The housing crisis and a pro-development National Planning Policy Framework has amounted to a large loss of Industrial land, yet 11% of London’s economy is based within industrial estates, with 18 million sq ft a year required to keep up with supply and growth.
The de-industrialisation of London is being caused by real estate speculation, rather than the GLA’s predictions of a natural decline in industry output. London’s industry performs unseen and vital functions, with the very fabric of the city produced within it. A city’s make up should not be a purely a residential one.
The Deputy Mayor for Business and Enterprise stated:
“The idea of an industrial park is really a modern phenomenon and what we will return to is a 19th century model, where industry is mixed around housing”
How can we propose a new model of living amongst industry?
Located on an industrial site which has serviced the city since the C17th through farming to provision of construction materials, this scheme looks to explore alternatives ways to bring together industry and residential, creating a factory dwelling.
Typically industrial process is hidden; this project looks to bring it to the forefront, celebrating productive space and supporting the rise of craft and ‘cottage industries’, reconnecting the public to the important role industry plays, through education and the shared knowledge of manufacture.
Location: London, UK
Programme: Residential / Light Industrial
Status: Competition Entry
Client: Architecture Foundation
The project explores the deindustrialisation of London.
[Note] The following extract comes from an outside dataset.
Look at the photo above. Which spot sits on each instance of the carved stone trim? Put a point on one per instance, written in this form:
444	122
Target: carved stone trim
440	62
The site, which has serviced the city since the C17th, will retain its industrial use, yet create a dwelling.
The project proposes a short term ‘holiday’ let in which occupants stay and are charged the production of ceramic tiles which will eventually clad the building.
Central to the design is the kiln, the fire, the traditional heart of home and factory, producing the coloured clay tiles which over the two-year life cycle will complete the building.
The project makes visible the hidden industrial process; celebrating productive space, supporting the rise of craft and reconnecting the public to the important role of industrial production through education and the shared knowledge of manufacture.